The government says it will strengthen its Smoke-free Places Act to include protections from second-hand smoke.
“We looked carefully at how we could balance the legalization of cannabis with our goals to reduce smoking of any kind,” Justice Minister and Attorney General Mark Furey said in a press release.
“A stronger Smoke-free Places Act will ensure the appropriate restrictions are in place for cannabis, when legal, and tobacco.”
Although the province already prohibits smoking in all indoor public areas and workplaces, the new rules are set to target public areas close to schools and public venues.
Violation of any of the new rules carries a fine of up to $2,000.
According to the province, the proposed amendments will include no smoking or vaping of cannabis or tobacco:
- On or within 20 metres of playgrounds located in outdoor public spaces
- On or within 20 metres of publicly owned sport and recreation venues, located in outdoor public spaces
- On or within nine metres of public trails
- In provincial parks and on provincial beaches, except within the boundaries of a rented campsite
The province says it will also prohibit the use of cannabis in vehicles. The province says any cannabis will have to be stored in a closed, fastened package and out of reach to anyone in the vehicle.
The recommendations fall in line with what the Doctors Nova Scotia has recommended, which they revealed on Monday.
WATCH: Province reveals 9 NSLC outlets where Nova Scotians can buy cannabis in July
Municipalities in the province will be allowed to enact stricter regulations if they wish to.
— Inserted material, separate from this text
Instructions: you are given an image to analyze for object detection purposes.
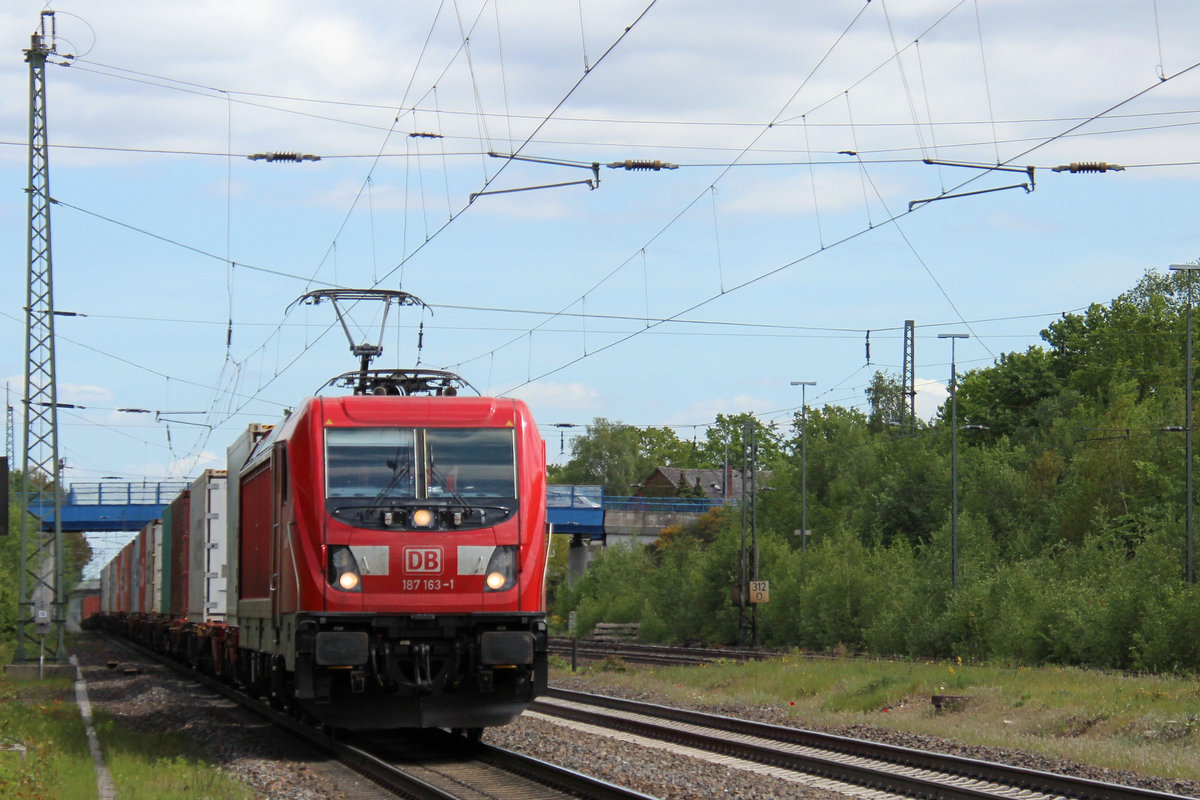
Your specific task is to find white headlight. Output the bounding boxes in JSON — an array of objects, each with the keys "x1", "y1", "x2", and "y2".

“We have done a lot of work over the years to make non-smoking the norm in Nova Scotia,” said Health and Wellness Minister Randy Delorey in a statement.
“With cannabis legalization on the horizon, it is right that we have expanded the number and type of smoke-free places in Nova Scotia.”
The amendments will still permit Nova Scotians to smoke or vape cannabis at home and on private property, as well as leased apartments and certain outdoor public places.